Tuesday, February 28, 2012

Infiniband - You Gotta Have Pretty Good Game

A long time ago I saw a t-shirt from an Infiniband company that said the following

"Infinband - Fast, Cheap, Easy"

my thought process when first reading this was:

  • Fast - Yup, it's fast.  Definitely faster than ethernet.
  • Cheap - Yeah, way cheaper than ethernet.
  • Easy - Ummm, no, you gotta have pretty good game ... and a wingman would help.

Now, I'm sure there are some market analysts at Cisco, Intel, IDC, etc. that did some fancy market analysis to figure out why Infiniband did not grow at the rates people predicted.  My guess has always been that it was because Infiniband isn't easy.  It's just way too different than ethernet, leading many institutions to not bother with it because it wasn't worth the hassle of learning, retraining, coming up to speed, etc.

I sometimes like to think of the issue with an Infiniband expert trying to explain Infiniband to a knowledgeable ethernet user. 

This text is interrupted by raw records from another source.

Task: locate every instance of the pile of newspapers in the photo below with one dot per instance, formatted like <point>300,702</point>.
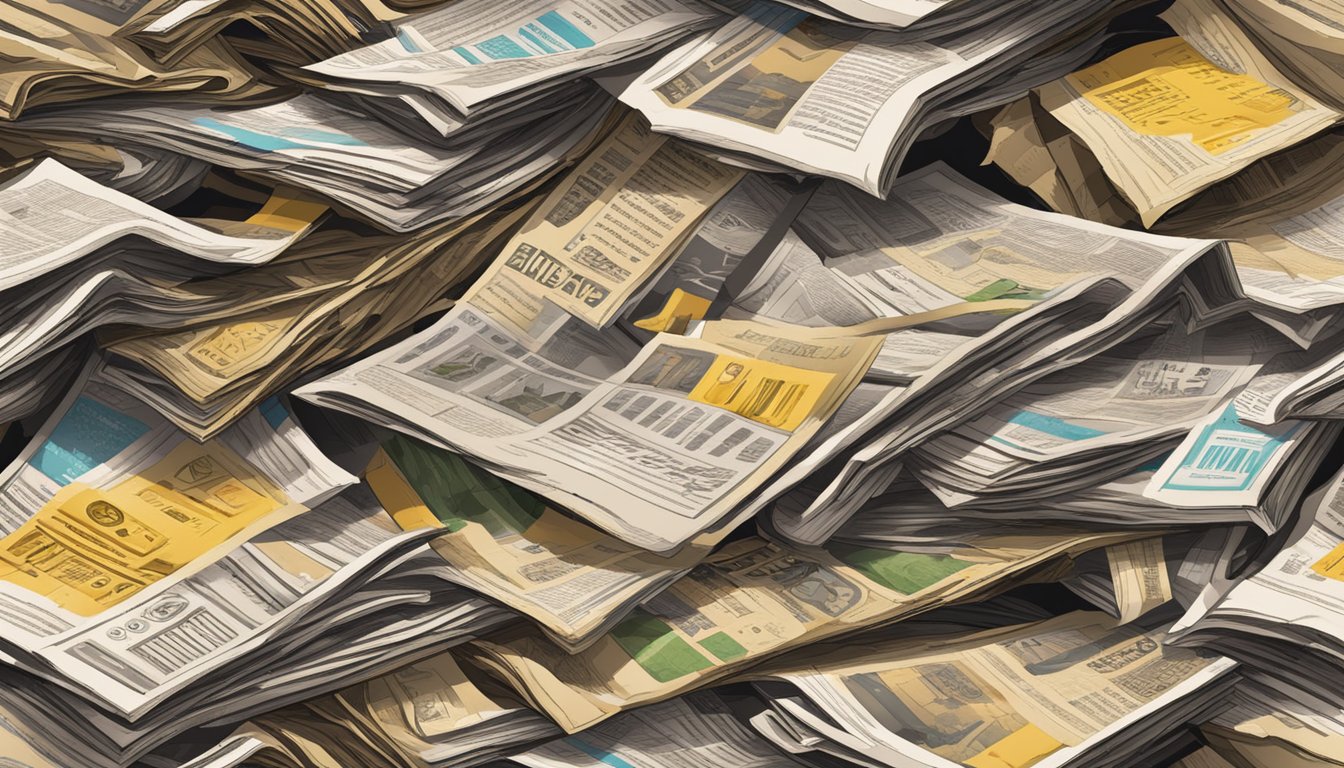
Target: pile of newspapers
<point>671,384</point>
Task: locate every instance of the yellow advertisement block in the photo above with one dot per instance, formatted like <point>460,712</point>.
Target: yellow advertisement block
<point>1167,88</point>
<point>90,548</point>
<point>768,393</point>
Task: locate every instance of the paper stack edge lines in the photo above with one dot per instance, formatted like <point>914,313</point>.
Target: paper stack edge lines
<point>671,384</point>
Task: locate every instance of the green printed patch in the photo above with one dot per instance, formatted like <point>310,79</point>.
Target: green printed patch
<point>723,646</point>
<point>903,572</point>
<point>1004,288</point>
<point>656,647</point>
<point>458,492</point>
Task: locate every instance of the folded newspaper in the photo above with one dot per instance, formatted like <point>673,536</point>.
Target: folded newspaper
<point>376,392</point>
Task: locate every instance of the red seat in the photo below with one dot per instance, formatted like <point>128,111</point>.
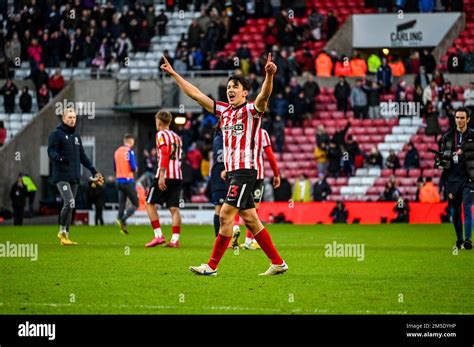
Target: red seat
<point>400,173</point>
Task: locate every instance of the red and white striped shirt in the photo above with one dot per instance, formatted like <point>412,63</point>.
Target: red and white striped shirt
<point>240,127</point>
<point>264,142</point>
<point>173,141</point>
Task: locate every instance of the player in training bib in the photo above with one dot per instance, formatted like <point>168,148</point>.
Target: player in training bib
<point>166,187</point>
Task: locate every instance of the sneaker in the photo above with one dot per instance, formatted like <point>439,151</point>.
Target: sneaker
<point>203,270</point>
<point>172,244</point>
<point>468,244</point>
<point>156,241</point>
<point>275,270</point>
<point>255,244</point>
<point>122,226</point>
<point>248,246</point>
<point>235,237</point>
<point>64,240</point>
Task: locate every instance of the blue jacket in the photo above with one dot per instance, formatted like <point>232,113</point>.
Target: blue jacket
<point>67,154</point>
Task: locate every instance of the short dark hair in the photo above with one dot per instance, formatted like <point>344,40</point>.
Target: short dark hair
<point>164,116</point>
<point>128,136</point>
<point>463,109</point>
<point>240,79</point>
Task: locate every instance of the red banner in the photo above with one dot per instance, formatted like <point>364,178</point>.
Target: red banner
<point>366,212</point>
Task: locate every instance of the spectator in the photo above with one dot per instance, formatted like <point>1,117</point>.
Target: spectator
<point>283,192</point>
<point>3,133</point>
<point>419,184</point>
<point>315,22</point>
<point>194,157</point>
<point>9,91</point>
<point>322,138</point>
<point>122,47</point>
<point>96,196</point>
<point>403,211</point>
<point>311,91</point>
<point>56,82</point>
<point>31,189</point>
<point>279,106</point>
<point>72,51</point>
<point>339,136</point>
<point>431,117</point>
<point>375,158</point>
<point>334,156</point>
<point>279,133</point>
<point>39,76</point>
<point>373,99</point>
<point>429,193</point>
<point>469,100</point>
<point>342,92</point>
<point>88,50</point>
<point>358,66</point>
<point>43,96</point>
<point>384,76</point>
<point>412,159</point>
<point>373,63</point>
<point>332,25</point>
<point>397,67</point>
<point>447,96</point>
<point>359,100</point>
<point>352,148</point>
<point>299,113</point>
<point>339,213</point>
<point>390,193</point>
<point>35,52</point>
<point>430,94</point>
<point>320,155</point>
<point>428,60</point>
<point>422,78</point>
<point>414,63</point>
<point>321,189</point>
<point>323,65</point>
<point>302,189</point>
<point>161,22</point>
<point>18,193</point>
<point>392,162</point>
<point>438,78</point>
<point>342,67</point>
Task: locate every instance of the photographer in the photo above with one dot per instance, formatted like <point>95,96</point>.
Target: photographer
<point>457,159</point>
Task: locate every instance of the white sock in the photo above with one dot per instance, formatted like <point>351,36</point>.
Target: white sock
<point>174,238</point>
<point>158,232</point>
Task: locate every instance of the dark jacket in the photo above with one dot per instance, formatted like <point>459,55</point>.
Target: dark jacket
<point>321,190</point>
<point>447,144</point>
<point>67,154</point>
<point>18,195</point>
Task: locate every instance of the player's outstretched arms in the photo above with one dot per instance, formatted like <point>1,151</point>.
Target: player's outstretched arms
<point>261,101</point>
<point>192,91</point>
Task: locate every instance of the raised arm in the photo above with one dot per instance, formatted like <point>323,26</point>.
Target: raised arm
<point>189,89</point>
<point>261,101</point>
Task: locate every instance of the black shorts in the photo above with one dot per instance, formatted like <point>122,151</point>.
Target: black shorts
<point>258,190</point>
<point>169,196</point>
<point>241,185</point>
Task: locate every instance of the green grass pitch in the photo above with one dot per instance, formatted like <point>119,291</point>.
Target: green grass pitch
<point>408,269</point>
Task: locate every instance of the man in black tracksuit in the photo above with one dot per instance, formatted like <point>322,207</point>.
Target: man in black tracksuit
<point>458,142</point>
<point>67,154</point>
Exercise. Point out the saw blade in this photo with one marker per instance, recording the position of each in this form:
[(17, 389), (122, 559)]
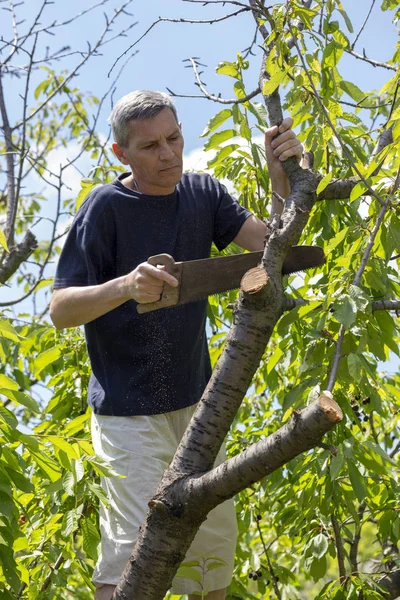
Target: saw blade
[(205, 277)]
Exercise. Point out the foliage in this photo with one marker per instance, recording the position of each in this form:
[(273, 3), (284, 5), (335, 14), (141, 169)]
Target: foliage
[(288, 547)]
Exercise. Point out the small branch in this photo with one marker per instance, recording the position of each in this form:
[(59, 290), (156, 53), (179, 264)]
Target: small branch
[(291, 303), (356, 539), (259, 460), (363, 25), (180, 20), (328, 119), (339, 547), (215, 98), (11, 197), (270, 567), (356, 281), (374, 63), (18, 254)]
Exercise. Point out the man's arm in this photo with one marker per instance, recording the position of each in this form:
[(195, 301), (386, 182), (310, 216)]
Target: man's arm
[(74, 306), (252, 233)]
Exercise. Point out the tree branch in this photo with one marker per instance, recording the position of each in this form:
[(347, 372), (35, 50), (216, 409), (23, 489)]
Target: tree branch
[(303, 432), (179, 20), (18, 254), (339, 547), (363, 25)]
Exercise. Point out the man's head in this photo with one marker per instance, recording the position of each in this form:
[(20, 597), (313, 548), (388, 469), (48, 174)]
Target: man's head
[(148, 138)]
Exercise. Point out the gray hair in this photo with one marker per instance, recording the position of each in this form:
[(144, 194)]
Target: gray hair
[(137, 106)]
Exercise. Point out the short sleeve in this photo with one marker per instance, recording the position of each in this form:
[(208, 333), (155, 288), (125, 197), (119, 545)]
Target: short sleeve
[(229, 217), (87, 257)]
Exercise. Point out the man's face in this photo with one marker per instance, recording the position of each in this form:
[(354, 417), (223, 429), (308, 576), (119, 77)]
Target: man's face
[(154, 153)]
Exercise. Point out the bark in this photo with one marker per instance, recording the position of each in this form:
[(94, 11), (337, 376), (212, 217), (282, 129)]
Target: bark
[(18, 254), (391, 583), (183, 501), (191, 487)]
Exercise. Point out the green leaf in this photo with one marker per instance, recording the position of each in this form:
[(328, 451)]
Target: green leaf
[(8, 331), (355, 366), (218, 138), (356, 481), (360, 298), (20, 481), (357, 191), (90, 538), (324, 182), (376, 449), (189, 573), (8, 383), (319, 545), (45, 359), (336, 465), (352, 90), (273, 83), (318, 568), (222, 154), (345, 310), (337, 239), (259, 111), (68, 481), (64, 445), (10, 568), (21, 398), (3, 241), (216, 121), (347, 20), (228, 68)]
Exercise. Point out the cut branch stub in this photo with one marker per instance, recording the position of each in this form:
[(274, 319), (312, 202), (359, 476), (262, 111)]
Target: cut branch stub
[(254, 280)]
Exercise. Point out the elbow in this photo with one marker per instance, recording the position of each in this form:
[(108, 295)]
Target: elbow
[(56, 315)]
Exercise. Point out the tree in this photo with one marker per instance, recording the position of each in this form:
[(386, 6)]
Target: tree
[(314, 514)]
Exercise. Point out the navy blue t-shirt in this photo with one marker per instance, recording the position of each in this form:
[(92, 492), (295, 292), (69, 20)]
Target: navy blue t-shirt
[(156, 362)]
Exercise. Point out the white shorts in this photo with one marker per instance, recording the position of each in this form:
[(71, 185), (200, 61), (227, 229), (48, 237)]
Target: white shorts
[(141, 448)]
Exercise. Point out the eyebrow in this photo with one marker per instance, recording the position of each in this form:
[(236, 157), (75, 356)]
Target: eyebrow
[(148, 142)]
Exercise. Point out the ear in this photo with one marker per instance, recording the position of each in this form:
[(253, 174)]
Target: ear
[(119, 152)]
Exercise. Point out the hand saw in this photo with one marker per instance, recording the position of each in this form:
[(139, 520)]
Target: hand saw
[(204, 277)]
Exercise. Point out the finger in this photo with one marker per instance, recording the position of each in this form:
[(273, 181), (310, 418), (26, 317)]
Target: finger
[(286, 124), (159, 273), (283, 137), (145, 297), (270, 133), (295, 150)]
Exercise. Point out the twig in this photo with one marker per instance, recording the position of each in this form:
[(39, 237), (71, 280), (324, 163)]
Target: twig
[(339, 547), (331, 125), (356, 539), (374, 63), (215, 98), (179, 20), (363, 25), (270, 567), (356, 281), (72, 74)]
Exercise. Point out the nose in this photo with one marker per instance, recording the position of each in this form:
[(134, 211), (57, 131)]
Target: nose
[(166, 153)]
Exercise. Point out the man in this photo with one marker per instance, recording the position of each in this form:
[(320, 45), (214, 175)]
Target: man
[(149, 371)]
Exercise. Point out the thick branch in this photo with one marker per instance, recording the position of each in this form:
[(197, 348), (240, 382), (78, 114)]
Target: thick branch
[(363, 25), (303, 432)]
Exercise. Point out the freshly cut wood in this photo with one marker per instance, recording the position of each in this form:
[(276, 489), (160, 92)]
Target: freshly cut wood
[(254, 280)]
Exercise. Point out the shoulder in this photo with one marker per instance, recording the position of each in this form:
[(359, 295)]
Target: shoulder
[(200, 182)]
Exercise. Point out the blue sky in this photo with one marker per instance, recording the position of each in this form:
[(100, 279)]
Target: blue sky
[(158, 64)]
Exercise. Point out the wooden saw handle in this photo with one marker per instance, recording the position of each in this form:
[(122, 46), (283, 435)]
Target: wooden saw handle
[(170, 295)]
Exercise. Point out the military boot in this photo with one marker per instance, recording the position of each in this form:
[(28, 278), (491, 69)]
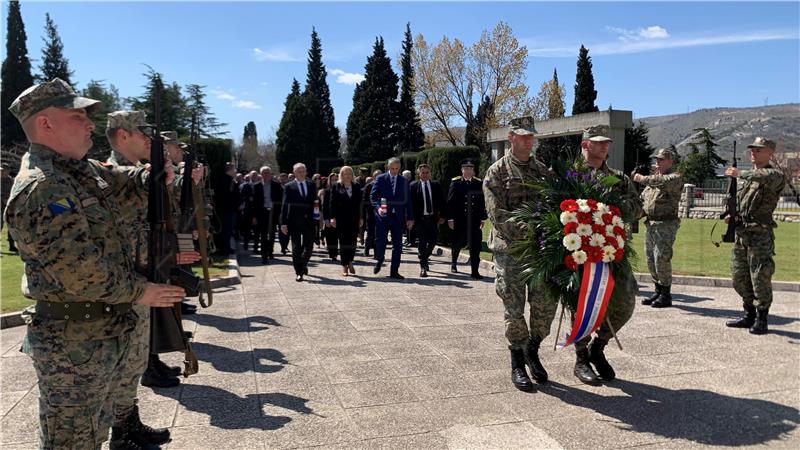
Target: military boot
[(532, 357), (519, 377), (583, 370), (598, 359), (665, 300), (143, 434), (747, 320), (760, 327), (654, 297)]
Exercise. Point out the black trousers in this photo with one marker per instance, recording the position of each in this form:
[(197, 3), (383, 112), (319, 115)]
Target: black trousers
[(426, 228), (468, 235), (302, 247)]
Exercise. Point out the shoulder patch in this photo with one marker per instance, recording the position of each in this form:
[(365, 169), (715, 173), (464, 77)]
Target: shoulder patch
[(61, 206)]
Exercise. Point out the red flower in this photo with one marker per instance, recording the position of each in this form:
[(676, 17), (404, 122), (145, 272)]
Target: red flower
[(569, 205), (570, 263)]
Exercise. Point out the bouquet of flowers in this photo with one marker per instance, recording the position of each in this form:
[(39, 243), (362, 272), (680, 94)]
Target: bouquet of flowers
[(576, 242)]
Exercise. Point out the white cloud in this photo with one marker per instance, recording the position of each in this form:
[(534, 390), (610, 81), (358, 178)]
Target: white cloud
[(343, 77), (246, 104), (274, 55), (624, 46)]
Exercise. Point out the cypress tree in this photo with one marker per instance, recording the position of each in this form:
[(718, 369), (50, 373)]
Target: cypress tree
[(585, 95), (324, 140), (410, 135), (54, 64), (16, 75)]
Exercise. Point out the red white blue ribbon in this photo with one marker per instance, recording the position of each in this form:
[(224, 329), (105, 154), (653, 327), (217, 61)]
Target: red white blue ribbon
[(596, 288)]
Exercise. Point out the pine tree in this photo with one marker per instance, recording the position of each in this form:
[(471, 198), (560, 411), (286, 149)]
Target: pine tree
[(585, 95), (292, 140), (410, 135), (324, 140), (377, 121), (16, 75), (54, 64)]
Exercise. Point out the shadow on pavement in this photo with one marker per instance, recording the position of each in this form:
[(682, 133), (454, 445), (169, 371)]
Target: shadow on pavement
[(697, 415)]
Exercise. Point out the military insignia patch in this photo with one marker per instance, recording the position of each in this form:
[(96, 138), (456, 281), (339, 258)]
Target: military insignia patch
[(61, 206)]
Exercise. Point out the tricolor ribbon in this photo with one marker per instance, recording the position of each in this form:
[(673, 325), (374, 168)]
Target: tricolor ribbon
[(596, 288)]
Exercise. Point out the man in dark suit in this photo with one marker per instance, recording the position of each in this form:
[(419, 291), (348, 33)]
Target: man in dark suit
[(392, 206), (466, 212), (426, 196), (297, 218), (267, 197)]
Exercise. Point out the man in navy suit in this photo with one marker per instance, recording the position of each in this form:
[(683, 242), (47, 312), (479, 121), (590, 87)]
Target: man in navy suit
[(297, 218), (392, 190)]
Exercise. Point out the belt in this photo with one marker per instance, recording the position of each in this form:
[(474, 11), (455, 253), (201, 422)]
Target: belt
[(83, 311)]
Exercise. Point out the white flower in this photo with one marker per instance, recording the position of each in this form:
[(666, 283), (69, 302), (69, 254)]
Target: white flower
[(572, 242), (597, 240), (567, 217), (584, 230)]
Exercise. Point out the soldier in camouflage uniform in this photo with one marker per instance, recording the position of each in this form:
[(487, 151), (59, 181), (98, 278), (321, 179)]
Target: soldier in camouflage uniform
[(64, 214), (661, 196), (505, 191), (594, 149), (752, 264)]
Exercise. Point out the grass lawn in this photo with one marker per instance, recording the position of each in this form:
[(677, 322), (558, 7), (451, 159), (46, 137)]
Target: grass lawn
[(694, 254)]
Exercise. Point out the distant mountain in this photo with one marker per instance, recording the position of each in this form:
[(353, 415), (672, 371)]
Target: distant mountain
[(778, 122)]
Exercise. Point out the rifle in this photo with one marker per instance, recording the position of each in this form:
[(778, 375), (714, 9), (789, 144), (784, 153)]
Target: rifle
[(166, 329), (730, 208), (193, 210)]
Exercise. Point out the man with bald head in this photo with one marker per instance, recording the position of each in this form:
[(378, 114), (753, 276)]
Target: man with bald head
[(64, 213)]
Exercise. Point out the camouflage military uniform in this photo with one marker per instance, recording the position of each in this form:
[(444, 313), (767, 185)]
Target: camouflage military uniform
[(504, 192), (661, 197), (752, 264), (64, 215)]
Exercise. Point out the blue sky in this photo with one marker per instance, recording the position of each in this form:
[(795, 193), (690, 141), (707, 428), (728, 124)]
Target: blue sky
[(651, 58)]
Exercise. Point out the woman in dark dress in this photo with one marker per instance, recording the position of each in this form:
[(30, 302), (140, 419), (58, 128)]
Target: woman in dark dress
[(346, 216)]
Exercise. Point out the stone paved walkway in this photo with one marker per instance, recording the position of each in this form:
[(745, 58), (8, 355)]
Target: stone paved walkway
[(367, 362)]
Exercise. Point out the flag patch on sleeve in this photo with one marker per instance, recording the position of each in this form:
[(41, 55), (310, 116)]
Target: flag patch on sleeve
[(61, 206)]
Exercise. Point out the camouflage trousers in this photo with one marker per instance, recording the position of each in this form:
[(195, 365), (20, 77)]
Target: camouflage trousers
[(76, 380), (752, 266), (619, 311), (512, 290), (127, 381), (658, 241)]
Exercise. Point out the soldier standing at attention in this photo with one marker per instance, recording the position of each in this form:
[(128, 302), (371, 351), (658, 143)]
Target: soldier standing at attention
[(505, 191), (752, 264), (661, 196), (64, 214), (466, 212)]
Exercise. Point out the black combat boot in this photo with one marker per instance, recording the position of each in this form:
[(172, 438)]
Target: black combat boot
[(598, 359), (519, 377), (665, 300), (532, 357), (760, 327), (143, 434), (583, 370), (654, 297), (747, 320)]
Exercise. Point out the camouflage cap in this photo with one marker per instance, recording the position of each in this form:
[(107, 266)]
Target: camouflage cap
[(598, 133), (761, 142), (522, 126), (664, 153), (127, 120), (56, 93)]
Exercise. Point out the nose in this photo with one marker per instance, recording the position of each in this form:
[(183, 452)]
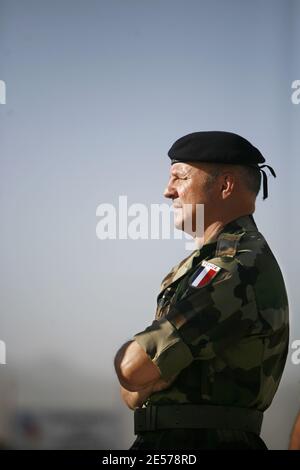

Ethernet Guy: So I installed all the hardware, loaded the drivers, but nothing is working.
Infiniband Expert:  Did you run the subnet manager? The subnet manager sets up and routes the fabric.
Ethernet Guy: Is that an option on the switch?
Infiniband Expert: Maybe, it's a piece of software that may run on the switch or a server. 
Ethernet Guy: Where is it on my fabric?
Infiniband Guy: On your network, it's a daemon running on a server.
Ethernet Guy: Ugh, but server configuration is handled by a different group.

or

Ethernet Guy: What are GUIDs in Infiniband?
Infiniband Expert: The GUIDs in Infiniband are like MAC addresses.  They are NIC specific identifiers.
Ethernet Guy: Ok, then what's a LID.
Infinitude Expert: A LID is sort of like an IP address.  It's the software based identifier for a port.
Ethernet Guy: So why does my Infiniband NIC have a LID and an IP address?
Infiniband Expert: You get the IP address from IP over IB.  It's a separate driver.
Ethernet Guy: So I need to load 2 drivers for one NIC?
Infiniband Expert: Yup
Ethernet Guy: So how do I see the LID for my NIC.
Infiniband Expert: You can use one of many tools, like ibstat.
Ethernet Guy: Why isn't it in ifconfig?

I could go on and on, but the point is it's so different that the learning curve is quite steep.  There's new ways to debug problems, new ways to route, new advanced configuration, new tools to learn, etc.  For the majority of institutions, the performance gain of Infiniband must be immensely superior to justify the cost for retraining, transition, inefficiency, maintenance, etc.

How many institutions found Infiniband to be "immensely superior" for their needs?  It seems to be not many.  I can imagine this conversation happening in many companies:

Manager: Hey, Engineer can you take a look at this Infiniband thing.   The sales people say it's super fast for the price.
Engineer: Sure thing, I'll play with it.
<1 week later>
Manager: So how is Infiniband?
Engineer: I can't figure any of this out.

and that's the end of Infiniband at that company.